NORTH Melbourne re-emerged as a contender to draft Ben Cousins, only to be thwarted three days ago by the club's major sponsor, Mazda.
The Age understands that Kangaroos chief executive Eugene Arocca contacted the club's major backer this week in the knowledge that the AFL would give Cousins the green light to play again, only to be told that Mazda had serious issues with the 2005 Brownlow medallist.
As a result, and coupled with the fact that Brisbane has become cold on the idea of drafting the former champion midfielder, who confessed that he had been a drug addict for 10 years, St Kilda looks almost certain to be the only club offering Cousins a home in the AFL.
The St Kilda board will meet on Tuesday and will make a decision whether or not to put Cousins on its list. The Saints are the only AFL club to have seriously investigated the prospect of drafting Cousins and have spoken with him several times about his commitment to the game and his health issues.
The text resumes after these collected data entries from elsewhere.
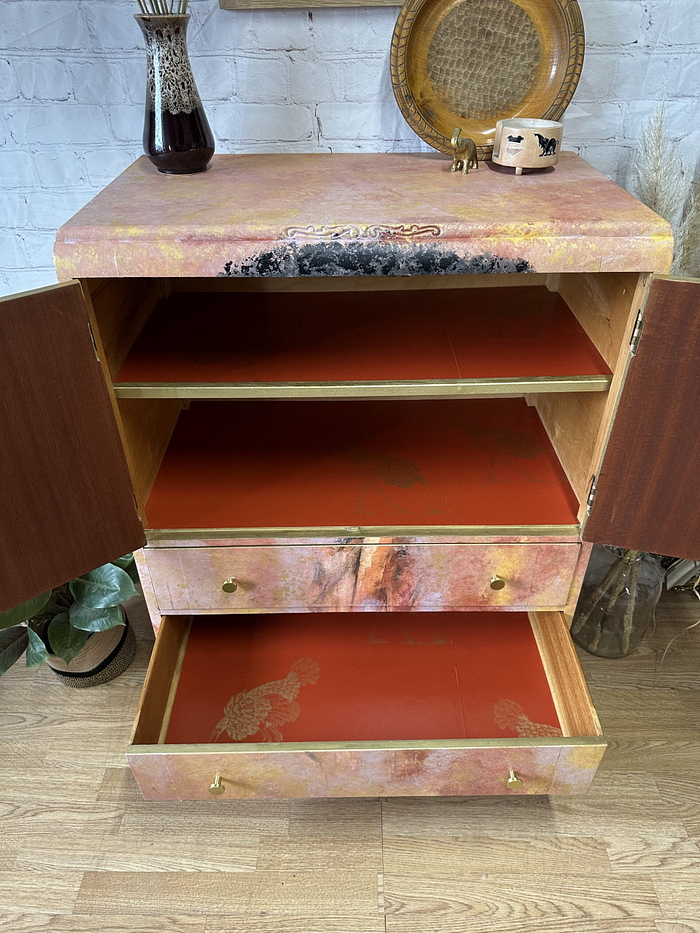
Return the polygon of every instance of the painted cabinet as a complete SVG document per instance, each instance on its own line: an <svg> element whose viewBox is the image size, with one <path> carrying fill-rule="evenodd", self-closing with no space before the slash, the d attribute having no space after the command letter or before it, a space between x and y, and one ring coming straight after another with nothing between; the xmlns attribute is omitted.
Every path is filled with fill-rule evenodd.
<svg viewBox="0 0 700 933"><path fill-rule="evenodd" d="M700 556L671 254L568 153L138 160L0 304L3 607L137 551L148 798L584 791L590 542Z"/></svg>

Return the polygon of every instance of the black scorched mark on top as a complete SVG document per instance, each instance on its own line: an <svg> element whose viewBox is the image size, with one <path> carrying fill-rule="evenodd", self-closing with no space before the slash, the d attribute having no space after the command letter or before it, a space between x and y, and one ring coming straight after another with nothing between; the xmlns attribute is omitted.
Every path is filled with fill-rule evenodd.
<svg viewBox="0 0 700 933"><path fill-rule="evenodd" d="M434 244L285 243L240 263L227 262L220 276L483 275L534 272L525 259L482 253L462 257Z"/></svg>

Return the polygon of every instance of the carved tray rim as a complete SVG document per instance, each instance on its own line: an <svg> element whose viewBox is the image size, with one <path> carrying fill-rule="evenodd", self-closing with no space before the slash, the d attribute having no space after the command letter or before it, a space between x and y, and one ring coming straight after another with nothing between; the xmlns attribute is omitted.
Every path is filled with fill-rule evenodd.
<svg viewBox="0 0 700 933"><path fill-rule="evenodd" d="M453 0L405 0L399 12L394 32L391 38L390 71L391 84L396 102L401 113L411 127L424 142L439 152L452 154L450 137L441 133L421 111L409 78L408 61L410 45L415 38L414 26L421 10L427 4L452 4ZM513 0L516 2L516 0ZM571 103L576 87L578 86L583 59L585 54L585 32L583 17L578 0L548 0L559 8L569 32L569 52L566 74L554 101L544 113L530 113L528 117L544 120L559 120ZM521 114L516 114L519 116ZM455 126L463 121L463 117L455 115ZM492 146L477 146L477 154L481 161L491 158Z"/></svg>

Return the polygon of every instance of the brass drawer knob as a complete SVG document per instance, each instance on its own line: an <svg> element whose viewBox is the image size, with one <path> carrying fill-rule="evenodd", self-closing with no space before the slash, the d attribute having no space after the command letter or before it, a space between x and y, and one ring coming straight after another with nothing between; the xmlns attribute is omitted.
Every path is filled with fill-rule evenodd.
<svg viewBox="0 0 700 933"><path fill-rule="evenodd" d="M214 783L209 785L209 793L213 794L215 797L220 797L225 790L225 785L221 783L221 775L217 774L214 778Z"/></svg>
<svg viewBox="0 0 700 933"><path fill-rule="evenodd" d="M517 790L519 787L523 786L522 778L519 778L512 768L508 772L508 780L506 781L506 786L508 787L508 790Z"/></svg>
<svg viewBox="0 0 700 933"><path fill-rule="evenodd" d="M497 573L494 573L494 575L491 577L491 583L489 584L491 589L502 590L505 585L506 581L503 579L503 577L499 577Z"/></svg>
<svg viewBox="0 0 700 933"><path fill-rule="evenodd" d="M235 577L229 577L228 580L224 580L221 589L224 593L235 593L238 589L238 583L236 582Z"/></svg>

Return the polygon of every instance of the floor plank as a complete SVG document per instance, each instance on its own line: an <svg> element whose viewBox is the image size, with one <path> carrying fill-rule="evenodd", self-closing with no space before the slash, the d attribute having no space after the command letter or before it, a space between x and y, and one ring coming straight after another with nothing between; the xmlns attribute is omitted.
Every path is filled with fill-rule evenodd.
<svg viewBox="0 0 700 933"><path fill-rule="evenodd" d="M202 912L247 919L251 916L299 917L307 913L370 917L378 911L377 873L256 871L100 872L83 876L75 912L165 912L197 916Z"/></svg>
<svg viewBox="0 0 700 933"><path fill-rule="evenodd" d="M204 917L3 913L0 933L205 933Z"/></svg>
<svg viewBox="0 0 700 933"><path fill-rule="evenodd" d="M531 920L628 920L660 917L644 875L385 875L387 933L487 930Z"/></svg>
<svg viewBox="0 0 700 933"><path fill-rule="evenodd" d="M610 870L605 843L585 836L507 839L493 836L391 836L384 840L388 874L462 877L489 875L569 874Z"/></svg>

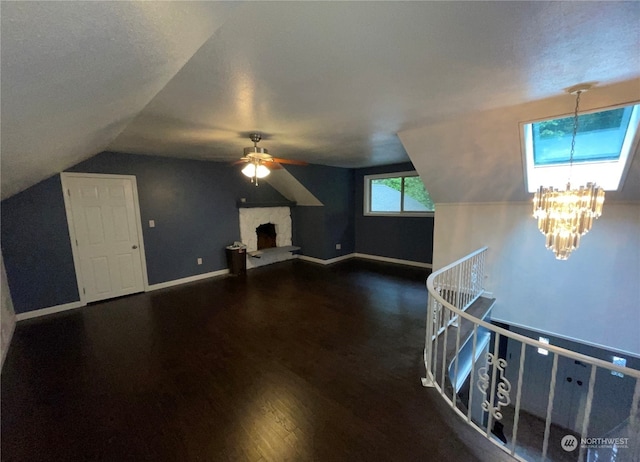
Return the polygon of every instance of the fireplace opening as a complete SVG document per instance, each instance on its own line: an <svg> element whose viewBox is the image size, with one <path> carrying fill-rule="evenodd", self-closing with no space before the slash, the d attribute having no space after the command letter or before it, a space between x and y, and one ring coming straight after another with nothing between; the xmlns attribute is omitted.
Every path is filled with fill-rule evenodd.
<svg viewBox="0 0 640 462"><path fill-rule="evenodd" d="M276 225L264 223L256 228L258 250L276 247Z"/></svg>

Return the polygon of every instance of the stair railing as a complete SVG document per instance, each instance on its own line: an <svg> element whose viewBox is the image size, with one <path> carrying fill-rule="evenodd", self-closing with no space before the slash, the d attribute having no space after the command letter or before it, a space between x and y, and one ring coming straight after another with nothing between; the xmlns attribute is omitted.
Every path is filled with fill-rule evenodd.
<svg viewBox="0 0 640 462"><path fill-rule="evenodd" d="M527 350L532 351L531 348L527 349L527 347L536 349L533 351L545 350L548 355L552 356L553 362L546 413L545 416L540 416L544 419L544 436L542 447L538 448L538 450L539 460L552 460L550 459L549 439L552 431L552 416L554 415L554 395L558 382L558 361L561 358L577 361L585 365L589 372L588 391L584 406L580 409L581 422L576 424L579 427L578 431L575 432L576 434L567 434L562 439L561 445L563 447L561 449L563 451L577 450L578 460L583 461L587 450L590 448L588 443L593 440L593 438L589 438L589 431L598 428L598 416L592 416L591 412L596 390L596 377L600 377L598 373L602 374L604 371L608 374L615 373L616 375L627 377L627 380L633 380L635 385L632 388L634 391L629 403L629 414L623 416L620 422L626 418L629 419L628 434L630 437L622 442L624 445L618 451L616 460L627 460L625 454L631 457L628 460L633 460L632 458L640 453L640 371L555 345L542 343L478 319L465 312L484 293L486 253L487 247L478 249L450 265L434 271L427 279L429 300L424 348L426 375L422 379L423 385L425 387L434 387L447 404L467 424L475 428L485 438L516 459L525 460L519 455L521 448L518 447L518 426L524 404L522 402L522 387ZM461 321L472 325L468 339L461 338ZM478 355L477 353L481 351L481 346L478 343L478 330L482 328L491 332L492 341L488 348L483 350L485 354ZM450 335L455 335L455 344ZM513 340L520 344L515 384L512 384L507 379L506 369L508 362L506 358L500 357L499 354L499 345L502 337L507 337L509 341ZM459 368L457 364L461 342L465 341L473 342L471 355L473 359L470 371L469 368ZM454 350L453 345L455 345ZM452 350L454 354L451 354ZM476 357L480 358L477 361L478 365L476 365ZM449 366L451 366L452 361L454 366L452 368L453 376L449 377L447 371L451 369ZM465 373L469 374L466 379L468 380L468 395L465 396L464 403L461 402L462 399L458 396L457 387L452 385L452 383L457 384L460 379L464 379L464 377L458 378L460 369L464 369ZM515 396L513 395L514 385ZM478 403L476 400L478 399L481 400L481 417L478 417L477 412ZM511 409L511 406L513 406L513 409ZM507 407L509 407L510 411L513 411L511 422L502 421ZM473 411L474 409L476 411ZM509 441L507 443L504 443L506 438L497 438L495 436L496 422L500 423L501 428L505 425L508 426ZM554 428L556 428L556 425L554 425ZM580 437L579 439L578 436ZM585 444L585 441L587 444ZM552 448L552 450L556 449L558 448Z"/></svg>

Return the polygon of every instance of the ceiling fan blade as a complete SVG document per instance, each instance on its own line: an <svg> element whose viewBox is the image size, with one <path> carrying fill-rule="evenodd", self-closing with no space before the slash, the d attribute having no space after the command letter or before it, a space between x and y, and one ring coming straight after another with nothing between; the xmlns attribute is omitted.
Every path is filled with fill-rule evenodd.
<svg viewBox="0 0 640 462"><path fill-rule="evenodd" d="M265 162L266 167L269 170L280 170L282 168L284 168L282 165L280 165L278 162Z"/></svg>
<svg viewBox="0 0 640 462"><path fill-rule="evenodd" d="M293 159L282 159L280 157L273 157L274 162L278 162L281 164L290 164L290 165L309 165L308 162L303 160L293 160Z"/></svg>
<svg viewBox="0 0 640 462"><path fill-rule="evenodd" d="M246 158L243 157L240 160L236 160L235 162L232 162L231 165L245 164L247 162L249 162L249 159L246 159Z"/></svg>

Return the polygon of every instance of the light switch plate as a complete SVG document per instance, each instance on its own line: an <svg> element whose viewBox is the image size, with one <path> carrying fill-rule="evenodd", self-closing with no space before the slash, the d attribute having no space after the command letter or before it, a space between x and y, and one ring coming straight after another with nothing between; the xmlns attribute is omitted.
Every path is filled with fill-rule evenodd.
<svg viewBox="0 0 640 462"><path fill-rule="evenodd" d="M156 220L149 220L149 228L155 228L156 227Z"/></svg>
Cousins was in Melbourne yesterday to attend the funeral of a close friend and has indicated he will nominate for the national draft, despite the "onerous" conditions placed upon him by the AFL Commission.
The commission has set in place a severe drug-testing regime that includes up to three urine tests a week and four hair-follicle tests a year.
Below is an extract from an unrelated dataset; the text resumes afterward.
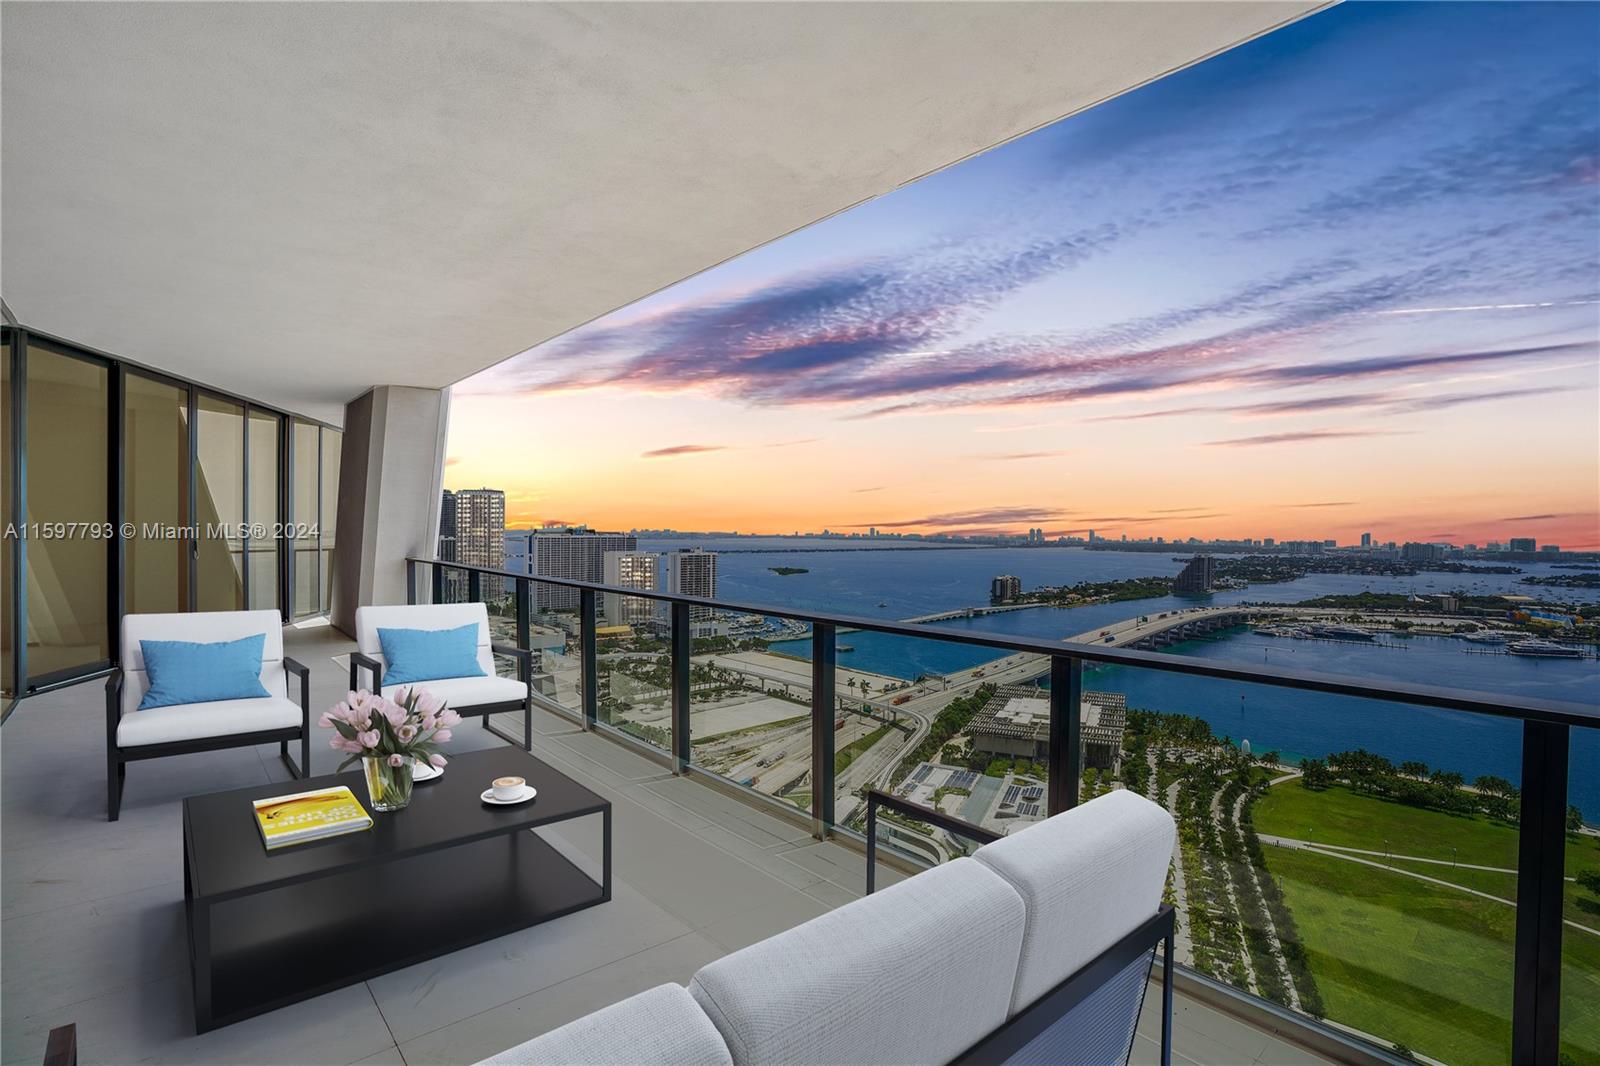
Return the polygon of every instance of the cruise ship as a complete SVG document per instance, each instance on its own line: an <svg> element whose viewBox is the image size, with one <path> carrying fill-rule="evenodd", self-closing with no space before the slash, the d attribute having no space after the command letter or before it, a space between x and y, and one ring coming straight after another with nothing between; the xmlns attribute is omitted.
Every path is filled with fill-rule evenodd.
<svg viewBox="0 0 1600 1066"><path fill-rule="evenodd" d="M1526 655L1535 659L1581 659L1583 650L1570 644L1557 644L1550 640L1519 640L1506 648L1512 655Z"/></svg>
<svg viewBox="0 0 1600 1066"><path fill-rule="evenodd" d="M1474 644L1510 644L1514 640L1521 639L1521 637L1522 634L1520 633L1507 633L1499 629L1486 629L1478 633L1466 633L1463 635L1462 639L1470 640Z"/></svg>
Cousins is also expected to be target-tested for performance-enhancing drugs by the Australian Sports Anti-Doping Authority, the national agency enlisted by the AFL to test players for drugs.
North Melbourne signed a new deal with Mazda, extending its relationship with the motor vehicle company in a deal estimated at $1.8 million a year. However, as part of the deal, Mazda had stipulated a specific drug and alcohol abuse clause, which is understood to have not yet been finalised.
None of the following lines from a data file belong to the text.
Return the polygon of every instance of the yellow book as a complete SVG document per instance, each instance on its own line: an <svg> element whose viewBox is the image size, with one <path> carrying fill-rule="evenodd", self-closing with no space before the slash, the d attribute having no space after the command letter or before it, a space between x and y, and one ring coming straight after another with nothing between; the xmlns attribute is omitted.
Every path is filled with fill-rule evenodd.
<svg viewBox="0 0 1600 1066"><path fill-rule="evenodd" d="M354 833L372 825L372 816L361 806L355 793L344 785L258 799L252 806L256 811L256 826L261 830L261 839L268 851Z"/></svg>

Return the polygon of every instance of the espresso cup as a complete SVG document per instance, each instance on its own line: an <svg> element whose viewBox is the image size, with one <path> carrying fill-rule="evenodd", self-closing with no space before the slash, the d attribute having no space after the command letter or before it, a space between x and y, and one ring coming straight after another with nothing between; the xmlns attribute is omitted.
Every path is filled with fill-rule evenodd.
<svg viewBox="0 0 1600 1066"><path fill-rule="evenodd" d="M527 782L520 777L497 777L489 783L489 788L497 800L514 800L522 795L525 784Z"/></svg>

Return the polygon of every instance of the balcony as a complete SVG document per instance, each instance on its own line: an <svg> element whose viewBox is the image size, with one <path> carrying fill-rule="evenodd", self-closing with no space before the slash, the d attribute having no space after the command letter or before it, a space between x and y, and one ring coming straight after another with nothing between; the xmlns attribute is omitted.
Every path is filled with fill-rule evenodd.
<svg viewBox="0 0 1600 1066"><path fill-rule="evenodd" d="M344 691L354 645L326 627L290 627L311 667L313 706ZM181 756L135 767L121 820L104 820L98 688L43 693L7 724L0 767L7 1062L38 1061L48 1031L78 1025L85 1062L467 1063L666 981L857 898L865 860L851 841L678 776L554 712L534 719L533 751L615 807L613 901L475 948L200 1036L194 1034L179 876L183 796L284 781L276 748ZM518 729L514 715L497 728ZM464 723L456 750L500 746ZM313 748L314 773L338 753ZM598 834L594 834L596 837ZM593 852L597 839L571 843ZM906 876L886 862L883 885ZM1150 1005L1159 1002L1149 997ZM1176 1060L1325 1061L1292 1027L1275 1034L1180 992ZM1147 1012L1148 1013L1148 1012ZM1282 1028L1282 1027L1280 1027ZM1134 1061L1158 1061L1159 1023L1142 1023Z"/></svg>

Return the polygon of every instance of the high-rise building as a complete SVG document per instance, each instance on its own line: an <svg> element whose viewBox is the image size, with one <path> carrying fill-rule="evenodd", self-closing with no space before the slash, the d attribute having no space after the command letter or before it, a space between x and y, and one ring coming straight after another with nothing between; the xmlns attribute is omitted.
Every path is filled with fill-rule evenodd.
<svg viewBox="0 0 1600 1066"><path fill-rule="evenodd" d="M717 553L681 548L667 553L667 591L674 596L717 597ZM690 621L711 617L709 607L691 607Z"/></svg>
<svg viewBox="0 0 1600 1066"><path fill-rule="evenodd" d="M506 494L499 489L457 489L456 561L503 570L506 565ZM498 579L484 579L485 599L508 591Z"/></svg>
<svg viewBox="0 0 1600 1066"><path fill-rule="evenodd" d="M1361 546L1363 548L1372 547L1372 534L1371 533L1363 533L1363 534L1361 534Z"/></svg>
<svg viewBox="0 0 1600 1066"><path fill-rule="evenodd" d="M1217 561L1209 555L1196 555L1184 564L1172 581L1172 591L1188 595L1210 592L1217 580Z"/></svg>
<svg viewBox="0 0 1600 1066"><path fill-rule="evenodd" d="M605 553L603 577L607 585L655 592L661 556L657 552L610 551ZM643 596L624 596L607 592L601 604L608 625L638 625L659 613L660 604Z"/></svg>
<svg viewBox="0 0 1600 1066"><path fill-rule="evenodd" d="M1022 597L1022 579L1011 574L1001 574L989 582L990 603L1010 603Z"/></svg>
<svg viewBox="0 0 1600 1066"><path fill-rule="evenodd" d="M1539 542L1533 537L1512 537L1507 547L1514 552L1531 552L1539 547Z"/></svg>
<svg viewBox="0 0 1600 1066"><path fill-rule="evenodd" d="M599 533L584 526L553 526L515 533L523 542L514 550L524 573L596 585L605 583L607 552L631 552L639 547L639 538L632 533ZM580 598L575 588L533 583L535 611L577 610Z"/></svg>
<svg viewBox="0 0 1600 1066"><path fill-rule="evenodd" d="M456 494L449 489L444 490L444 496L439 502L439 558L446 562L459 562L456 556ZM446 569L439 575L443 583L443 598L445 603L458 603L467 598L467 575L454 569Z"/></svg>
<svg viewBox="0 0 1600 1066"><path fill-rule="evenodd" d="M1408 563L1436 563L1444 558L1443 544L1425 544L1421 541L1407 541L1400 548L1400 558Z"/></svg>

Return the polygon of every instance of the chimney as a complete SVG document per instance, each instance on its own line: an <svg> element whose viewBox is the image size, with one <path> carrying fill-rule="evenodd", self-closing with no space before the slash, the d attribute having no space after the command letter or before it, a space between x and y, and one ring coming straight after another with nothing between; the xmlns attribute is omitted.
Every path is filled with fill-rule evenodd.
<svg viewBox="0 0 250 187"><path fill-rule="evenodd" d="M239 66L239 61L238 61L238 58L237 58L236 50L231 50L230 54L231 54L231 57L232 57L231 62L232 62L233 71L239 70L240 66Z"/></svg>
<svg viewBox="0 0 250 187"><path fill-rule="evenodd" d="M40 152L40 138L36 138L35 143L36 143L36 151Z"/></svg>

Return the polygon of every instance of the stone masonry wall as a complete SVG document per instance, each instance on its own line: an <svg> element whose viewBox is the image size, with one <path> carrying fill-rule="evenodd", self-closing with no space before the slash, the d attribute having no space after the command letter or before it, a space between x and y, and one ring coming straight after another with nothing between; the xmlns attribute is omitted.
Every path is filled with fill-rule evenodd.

Despite the Kangaroos' denials, which came from Arocca six days ago, the club's football department boss, Donald McDonald, is believed to have spoken several times with Cousins' manager Ricky Nixon about the possibility of recruiting Cousins a prospect also entertained by coach Dean Laidley and one which was only decisively abandoned yesterday.
Arocca is understood to have told the football department he would not take the Cousins question to next week's board meeting after the talks with Mazda.
"The North Melbourne Football Club has said all along we were not going to draft Ben. Nothing has changed in that regard," Arocca said.
When pressed regarding the Mazda talks, he said: "They were overwhelmingly uncomfortable with drafting Ben, and we have no problems with that."
Mazda sources told The Age it regarded the potential downside of recruiting a player with Cousins' issues as a major risk to North Melbourne.